I shut my ears. It was too sudden. I couldn't get it straight. I refused to accept more bedlam. I didn't know how to think in there. I had to get out and about and away from the house to try and get things straight. I had to try and make sense of the fact that I was not who I thought I was. All my life I had been someone else.

I stormed out of the villa, charged around the houses and along the lanes until I reached the gravel area, so breathless with anger and fear I thought I was going to pass out. I steadied myself against a wall and squeezed my eyes tight shut, panting and gasping and seeing Uncle Pani - my father - standing before me, shaken, waiting, confused. For seconds, nothing else happened and then we embraced and when we stood back, gently he began to smile and I began to cry. People gathered, waiting for the bus.

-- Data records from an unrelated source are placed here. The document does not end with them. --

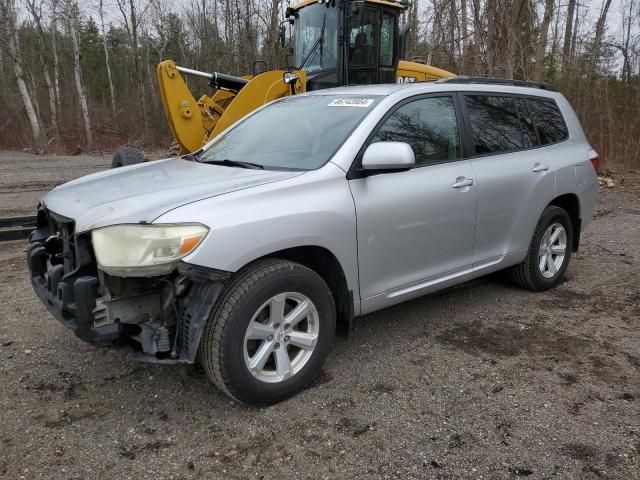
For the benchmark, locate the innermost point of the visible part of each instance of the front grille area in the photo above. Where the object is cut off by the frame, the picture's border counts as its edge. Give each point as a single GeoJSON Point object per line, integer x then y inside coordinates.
{"type": "Point", "coordinates": [64, 275]}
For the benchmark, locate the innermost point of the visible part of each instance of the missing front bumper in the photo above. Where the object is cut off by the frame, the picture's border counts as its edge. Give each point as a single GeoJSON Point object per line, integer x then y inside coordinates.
{"type": "Point", "coordinates": [155, 319]}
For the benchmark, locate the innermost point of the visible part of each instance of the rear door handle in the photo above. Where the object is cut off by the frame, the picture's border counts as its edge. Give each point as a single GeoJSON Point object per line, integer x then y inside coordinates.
{"type": "Point", "coordinates": [462, 182]}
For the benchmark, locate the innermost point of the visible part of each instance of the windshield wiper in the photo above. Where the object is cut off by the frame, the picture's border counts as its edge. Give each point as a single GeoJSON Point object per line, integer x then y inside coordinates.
{"type": "Point", "coordinates": [233, 163]}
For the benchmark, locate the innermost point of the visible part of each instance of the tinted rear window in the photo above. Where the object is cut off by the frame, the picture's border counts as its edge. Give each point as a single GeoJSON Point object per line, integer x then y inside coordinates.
{"type": "Point", "coordinates": [495, 123]}
{"type": "Point", "coordinates": [529, 137]}
{"type": "Point", "coordinates": [548, 119]}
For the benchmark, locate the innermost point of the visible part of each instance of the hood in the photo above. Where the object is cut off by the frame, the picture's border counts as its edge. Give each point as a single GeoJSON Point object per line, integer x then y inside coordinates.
{"type": "Point", "coordinates": [143, 192]}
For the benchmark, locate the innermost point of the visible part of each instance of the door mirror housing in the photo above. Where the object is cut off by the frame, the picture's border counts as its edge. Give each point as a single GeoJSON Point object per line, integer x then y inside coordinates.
{"type": "Point", "coordinates": [388, 156]}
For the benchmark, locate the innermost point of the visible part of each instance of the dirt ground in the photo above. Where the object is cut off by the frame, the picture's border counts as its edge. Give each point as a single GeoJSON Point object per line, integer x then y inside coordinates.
{"type": "Point", "coordinates": [482, 381]}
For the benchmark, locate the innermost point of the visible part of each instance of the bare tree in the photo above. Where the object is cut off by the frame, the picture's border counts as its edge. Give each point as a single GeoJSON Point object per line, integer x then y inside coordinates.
{"type": "Point", "coordinates": [34, 7]}
{"type": "Point", "coordinates": [543, 39]}
{"type": "Point", "coordinates": [112, 94]}
{"type": "Point", "coordinates": [12, 47]}
{"type": "Point", "coordinates": [71, 13]}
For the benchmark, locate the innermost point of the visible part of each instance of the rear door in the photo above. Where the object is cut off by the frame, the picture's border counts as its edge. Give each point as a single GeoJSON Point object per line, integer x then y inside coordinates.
{"type": "Point", "coordinates": [515, 177]}
{"type": "Point", "coordinates": [417, 224]}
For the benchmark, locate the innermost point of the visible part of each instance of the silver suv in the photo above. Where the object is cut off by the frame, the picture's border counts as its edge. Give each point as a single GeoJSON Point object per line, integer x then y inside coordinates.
{"type": "Point", "coordinates": [316, 208]}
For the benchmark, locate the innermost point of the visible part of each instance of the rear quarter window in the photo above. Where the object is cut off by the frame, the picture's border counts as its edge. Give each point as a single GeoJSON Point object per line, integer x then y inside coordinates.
{"type": "Point", "coordinates": [495, 124]}
{"type": "Point", "coordinates": [548, 120]}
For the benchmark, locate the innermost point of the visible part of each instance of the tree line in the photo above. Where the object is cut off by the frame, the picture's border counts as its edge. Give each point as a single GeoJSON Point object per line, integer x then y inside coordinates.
{"type": "Point", "coordinates": [82, 75]}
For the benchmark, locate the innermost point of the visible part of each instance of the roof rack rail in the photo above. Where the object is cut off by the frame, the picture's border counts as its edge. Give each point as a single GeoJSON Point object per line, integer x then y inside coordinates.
{"type": "Point", "coordinates": [497, 81]}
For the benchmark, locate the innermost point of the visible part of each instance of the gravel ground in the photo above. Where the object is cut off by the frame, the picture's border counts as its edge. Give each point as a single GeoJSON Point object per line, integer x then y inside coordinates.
{"type": "Point", "coordinates": [480, 381]}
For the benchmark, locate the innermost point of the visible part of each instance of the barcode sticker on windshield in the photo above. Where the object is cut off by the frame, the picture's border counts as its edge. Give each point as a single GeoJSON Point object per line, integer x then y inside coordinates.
{"type": "Point", "coordinates": [351, 102]}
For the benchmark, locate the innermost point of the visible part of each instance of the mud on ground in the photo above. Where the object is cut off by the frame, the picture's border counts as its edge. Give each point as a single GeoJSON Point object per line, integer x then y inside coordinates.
{"type": "Point", "coordinates": [479, 381]}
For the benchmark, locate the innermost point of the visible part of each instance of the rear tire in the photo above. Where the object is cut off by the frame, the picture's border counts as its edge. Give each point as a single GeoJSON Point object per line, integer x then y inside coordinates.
{"type": "Point", "coordinates": [259, 356]}
{"type": "Point", "coordinates": [549, 252]}
{"type": "Point", "coordinates": [126, 156]}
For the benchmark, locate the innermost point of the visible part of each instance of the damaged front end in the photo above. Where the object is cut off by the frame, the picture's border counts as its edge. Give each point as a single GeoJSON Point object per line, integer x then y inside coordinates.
{"type": "Point", "coordinates": [156, 318]}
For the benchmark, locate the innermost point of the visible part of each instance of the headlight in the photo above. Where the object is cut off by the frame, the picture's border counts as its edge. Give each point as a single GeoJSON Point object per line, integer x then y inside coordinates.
{"type": "Point", "coordinates": [144, 250]}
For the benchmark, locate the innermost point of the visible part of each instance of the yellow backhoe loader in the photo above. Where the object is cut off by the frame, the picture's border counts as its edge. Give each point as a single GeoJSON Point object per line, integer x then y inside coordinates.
{"type": "Point", "coordinates": [335, 43]}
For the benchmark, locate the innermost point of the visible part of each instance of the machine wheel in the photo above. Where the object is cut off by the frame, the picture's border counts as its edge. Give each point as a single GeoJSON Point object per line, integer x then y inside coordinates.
{"type": "Point", "coordinates": [549, 252]}
{"type": "Point", "coordinates": [270, 332]}
{"type": "Point", "coordinates": [126, 156]}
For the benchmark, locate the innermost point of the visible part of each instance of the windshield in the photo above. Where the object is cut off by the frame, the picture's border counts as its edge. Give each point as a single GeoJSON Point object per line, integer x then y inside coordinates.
{"type": "Point", "coordinates": [316, 38]}
{"type": "Point", "coordinates": [295, 133]}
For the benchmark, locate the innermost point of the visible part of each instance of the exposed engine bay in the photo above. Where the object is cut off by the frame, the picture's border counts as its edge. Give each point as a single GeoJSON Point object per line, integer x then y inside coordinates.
{"type": "Point", "coordinates": [157, 319]}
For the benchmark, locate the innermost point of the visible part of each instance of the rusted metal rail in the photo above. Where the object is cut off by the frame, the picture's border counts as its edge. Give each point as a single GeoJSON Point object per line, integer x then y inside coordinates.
{"type": "Point", "coordinates": [16, 228]}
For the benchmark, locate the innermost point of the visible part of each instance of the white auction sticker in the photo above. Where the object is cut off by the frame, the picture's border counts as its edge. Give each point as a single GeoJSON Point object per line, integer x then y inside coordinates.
{"type": "Point", "coordinates": [351, 102]}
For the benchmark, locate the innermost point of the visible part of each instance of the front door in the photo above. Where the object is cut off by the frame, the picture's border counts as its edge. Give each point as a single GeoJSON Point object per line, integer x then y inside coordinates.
{"type": "Point", "coordinates": [418, 225]}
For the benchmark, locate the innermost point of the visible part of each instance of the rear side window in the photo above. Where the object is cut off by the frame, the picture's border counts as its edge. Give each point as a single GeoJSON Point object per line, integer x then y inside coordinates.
{"type": "Point", "coordinates": [495, 123]}
{"type": "Point", "coordinates": [529, 137]}
{"type": "Point", "coordinates": [429, 125]}
{"type": "Point", "coordinates": [548, 120]}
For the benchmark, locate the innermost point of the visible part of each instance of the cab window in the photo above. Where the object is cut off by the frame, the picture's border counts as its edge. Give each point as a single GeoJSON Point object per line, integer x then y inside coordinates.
{"type": "Point", "coordinates": [387, 35]}
{"type": "Point", "coordinates": [362, 40]}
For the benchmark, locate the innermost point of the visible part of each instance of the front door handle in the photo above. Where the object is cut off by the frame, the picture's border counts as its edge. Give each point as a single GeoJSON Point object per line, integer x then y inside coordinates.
{"type": "Point", "coordinates": [462, 182]}
{"type": "Point", "coordinates": [539, 167]}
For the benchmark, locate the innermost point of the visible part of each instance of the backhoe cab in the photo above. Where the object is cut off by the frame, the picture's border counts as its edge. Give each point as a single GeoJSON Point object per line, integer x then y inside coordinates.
{"type": "Point", "coordinates": [335, 43]}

Refuge. I had to find some refuge; a place to be alone and time to find myself again. Around a corner, at the end of a passageway, was an old broken down doorway, the door having long fallen from its hinges. I crossed the threshold, stumbled over the rubble of this derelict house and found myself looking down through a hole in the back wall toward the sea below. I climbed through and made my way towards a flat rock-like platform that may have once served as the backyard. I was sure it would crumble beneath my feet and I'd be slipping and sliding on the broken stones and turning cartwheels down and down into the distant waters and once or twice I did lose courage which was just enough to make me take more care, to slow down and inch my way across.

At last I was alone with myself. My different self? But what was my self? If I were a book, essentially I'd have the same pages and the story would be the same, well, almost. Just that now I had a different introduction - that was all. The characters, the middle and the story so far were all the same but with some slight adjustments. I supposed it was all down to interpretation. Like life, we all live it, but we live it through our individual interpretation of our experiences. I looked down at the waves and the constant changing patterns. The sea was drenched in the shadow of the hilltops and just like me, a paradox. Like everyone. We're all alone until we come together. And at least I was in good company alone.

Alone until a head bobbed up some way below me; there was a man steadily and carefully climbing up towards my platform, whistling some jolly tune. On his back was a rucksack and he wore climbing boots. Occasionally, he lost his footing but he kept on climbing and whistling and then he saw me, 'Kalispera. Hello. Beautiful day.'

I could not believe my ears or my eyes. I nodded, A beautiful day.”

He began to speak in Greek then stopped. 'You're English, aren't you? Signomi ... er, excuse me but are you alright? You look a little upset.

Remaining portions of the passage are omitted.